In April 2020, the body of 10-year-old Sudarshan Rathod from Budruk, a small village near Amalner in Maharashtra, was found near a deserted lake. He was a victim of a human sacrifice ritual which was performed by a family to restore the deteriorating health condition of their son who is of the same age as Sudarshan. This case came to light after the district court ordered the police to file a complaint against the culprit under the Maharashtra Prevention and Eradication of Human Sacrifice and other Evil Practices Act, 2013. Sixteen people were arrested and a trial is underway. Post the incident RC Amalner, RID 3030, along with its RCC and students from SSES Pandit Jawaharlal Nehru College have started an anti-black magic campaign.
“This is 21st century and yet many people, not just from rural but urban regions too, consult tantrik, Pir Baba (godmen) or an astrologer to find a cure for their illnesses instead of approaching a doctor. This is not the only case in Amalner, where people have lost money, property and life because of this stupidity. Through our awareness programmes we want to drive home the message that black magic is prohibited in law and people doing such weird things are cheating the gullible with coloured threads and powders,” says Dr Bharat Khandagale, professor of social work at SSES College, who is training his students to enact street plays as part of the awareness initiative.

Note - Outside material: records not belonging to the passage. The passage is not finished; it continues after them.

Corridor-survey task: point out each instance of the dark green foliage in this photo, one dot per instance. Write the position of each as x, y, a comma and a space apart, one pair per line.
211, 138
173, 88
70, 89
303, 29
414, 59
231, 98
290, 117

Not all superstition can be addressed by law. Only awareness initiatives can deter people from approaching fraudulent godmen or practising inhuman rituals behind closed doors, says club’s IPP Abhijeet Bhandarkar, adding that superstitious practices are dehumanising and exploitative, hence need to be dealt with stringently.
There are 155 villages around Amalner and “the lack of education is a major cause for people’s belief in black magic,” says Mauli Patel, a student of SSES College and a street play artist. As students of social work, Patel and his friends, a team of 15 students, are mounting an energetic campaign to educate villagers against such practices. They have so far conducted programmes in 25 villages and plan to visit more rural areas to expand this initiative.
They have come across fraudulent godmen who had cheated the villagers and disappeared with their money or killed innocent persons in the name of nar bali with the avowed purpose of restoring health or wealth. Apart from street plays, they distribute handbills and display posters and banners against black magic and weird actions prohibited under law.
Bhandarkar points out that creating awareness against aghori practices is not easy. “For most people this is like questioning their belief system. So, our RCC members are vigilant and ensure the safety of the students.” The club bears the travel, logistics expenses of the students, besides funding their banners and handbills.